AYYANKALI: A BORN REVOLUTIONARY

By Joseph Maliakan

AYYANKALI was born on 28 August 1863 to Ayyan and Mala in Venganoor, a small village 13 kilometers north of Thiruvananthapuram. His father, Ayyan, was the Adiyalan (slave) of Panangott Ottilathu Parameswaran Pillai and would spend all his time working for the landlord. In appreciation of his loyalty, Pillai gave five acres of land to him, and therefore Ayyan could lead a relatively better life than other Pulayars. Even then, Ayyan persuaded his children to labor for the landlord.

AYYANKALI was born and brought up in a social milieu where caste discrimination and untouchability were practiced with extreme brutality. The Kerala society was the most caste-ridden and practiced the worst forms of untouchability, far worse than those prevalent in other parts of India. It had elements of untouchability as well as unseeability!

AYYANKALI is the first-ever social reformer Kerala society produced from among the Dalits. He was a born revolutionary who organized the untouchables and fought for their human dignity and rights. Born and brought up on his father’s five acres of land, when he went out, he faced several impediments. He thought about the reasons for the various discriminations faced by his people, the Pulayars.

These violations of the rights of his people, he concluded, had no logic or validity. AYYANKALI, who was brought up in the forest, believed in the unbridled freedom of the human being. When he came out, the first thing he encountered was that he and his people had no right to use public spaces, including public roads.

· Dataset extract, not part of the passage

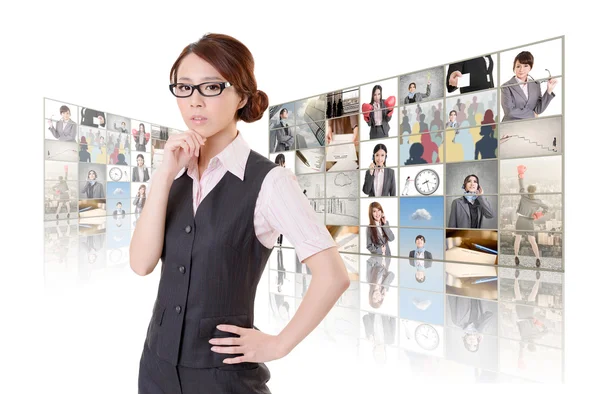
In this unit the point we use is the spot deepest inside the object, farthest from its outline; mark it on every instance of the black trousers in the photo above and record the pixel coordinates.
(157, 376)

He did not wait to go and meet people in authority and ask for permission to use the public road. The road is for everyone. Therefore, he walked on the road. He was least bothered about the consequences.

In 1893, by traveling through a public road in a Villuvandi (a specially decorated bullock cart that only an upper caste could ride), Ayyankali willfully violated an upper-caste diktat that only they could use a public road. The act of even buying a Villuvandi by a Pulaya itself was a violation of the social code, let alone riding it dressed in white clothes with a headgear.

Before he undertook the Villuvandi yatra, Ayyankali had organized the youth in his community into a fighting force willing to undertake missions to enforce the rights that are natural to all human beings.

He then unilaterally urged his people, who had been from time immemorial working for their landlords seven days a week, to stop working on Sundays and keep that day for rest and discussing problems faced by the community and finding solutions.

His next step was to regulate the time of work. The Pulayars were used to working in the fields from sunrise till sunset, that is, a minimum of 12 hours a day. Ayyankali advised his people to restrict working to eight hours, and his people followed his instruction in letter and spirit. The landlords could do nothing about it; they accepted the timings as a fait accompli.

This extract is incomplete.